The Gucci handbag enjoys an iconic status in the fashion world. The Italian company's marketing strategy has contributed significantly to this - Gucci advertises its leather goods with prominent models and stars from sport, film and music. A campaign with Debbie Harry is currently running. On posters and in commercials, the singer of the cult band "Blondie" is wearing a handbag that, significantly, comes from the "Gucci Blondie" collection. Gucci could do with a sales boost triggered by the New Wave icon. In the third quarter of 2024, sales shrank by a quarter to EUR 1.6 billion on a comparable basis. The traditional house thus contributed significantly to the weak performance of its parent company Kering. For the period from July to September 2024, the French luxury conglomerate recorded a 16% decline in revenue to EUR 3.8 billion.

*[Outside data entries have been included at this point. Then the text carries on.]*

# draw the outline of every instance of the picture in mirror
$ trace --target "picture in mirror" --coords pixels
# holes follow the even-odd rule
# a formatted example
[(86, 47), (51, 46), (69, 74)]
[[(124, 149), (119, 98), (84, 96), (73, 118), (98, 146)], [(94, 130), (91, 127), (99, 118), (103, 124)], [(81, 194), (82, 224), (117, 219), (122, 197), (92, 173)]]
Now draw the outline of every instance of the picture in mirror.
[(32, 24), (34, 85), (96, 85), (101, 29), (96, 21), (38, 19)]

Kering is feeling the full impact of the slump in the high-end designer fashion, jewelry and accessories business. Customers in the Far East and China in particular are holding back. In the important Asia-Pacific region, Kering's sales slumped by 30% in the third quarter. CEO François-Henri Pinault also shocked the markets with a profit warning. In 2024, Kering's operating result could almost halve to EUR 2.5 billion. The top manager had previously predicted a 30% drop in profit for the second half of 2024. From this, Reuters calculated a forecast annual result of just under EUR 3 billion. "We are undergoing a far-reaching transformation of the Group, particularly at Gucci - at a time when market conditions are unfavorable across the luxury sector," explained the CEO. Pinault has been at the helm of the group, which includes top brands such as Yves Saint Laurent, Balenciaga and Bottega Veneta in addition to Gucci, for almost 20 years.
Kering is having a tough time not only with customers, but also on the stock market. The share is trading more than a third below its level at the end of 2023. In November, Kering fell to its lowest level since the beginning of 2017. Recently, however, the French large cap was able to make up ground. At the beginning of December, Kering was on the winning side along with competitors such as LVMH, Prada and Richemont. Several research houses had previously expressed cautious optimism about the luxury sector. These included Deutsche Bank. Its analysts expect a change of favorites in 2025. Unlike in the past two years, luxury stocks could overtake those from the retail and sporting goods sectors. Deutsche Bank bases its assessment on the return of the buying mood in China. The government's economic stimulus package should bear fruit here. Meanwhile, the experts do not expect the possible new US tariffs to have a negative impact on the luxury segment. Kering is one of Deutsche Bank's favorites.
Realignment after barrier breach
The positive rating, together with the recent price recovery, suggests that Kering should be given a "second chance". Investors whose portfolio includes the share via a barrier reverse convertible could also consider this. If the barrier has been breached and Kering has "worst performer" status, a rebound to the strike price is required. This is the only way to avoid losses. Recovery products offer an alternative to "wait and see". Among other things, Leonteq has issued several discount certificates with a European barrier on Kering. These structures trade well below par. As soon as the underlying ends the term above the barrier, investors receive the full nominal amount back. Depending on the structure, even a slight recovery in the battered luxury stock may be enough for the discount certificate to generate the maximum return. If this calculation does not work out and Kering is quoted at or below the barrier at expiry, shares are delivered in accordance with the exercise ratio. Leonteq has new callable BRCs on Kering for investors who would like to bet on the classic after the barrier event.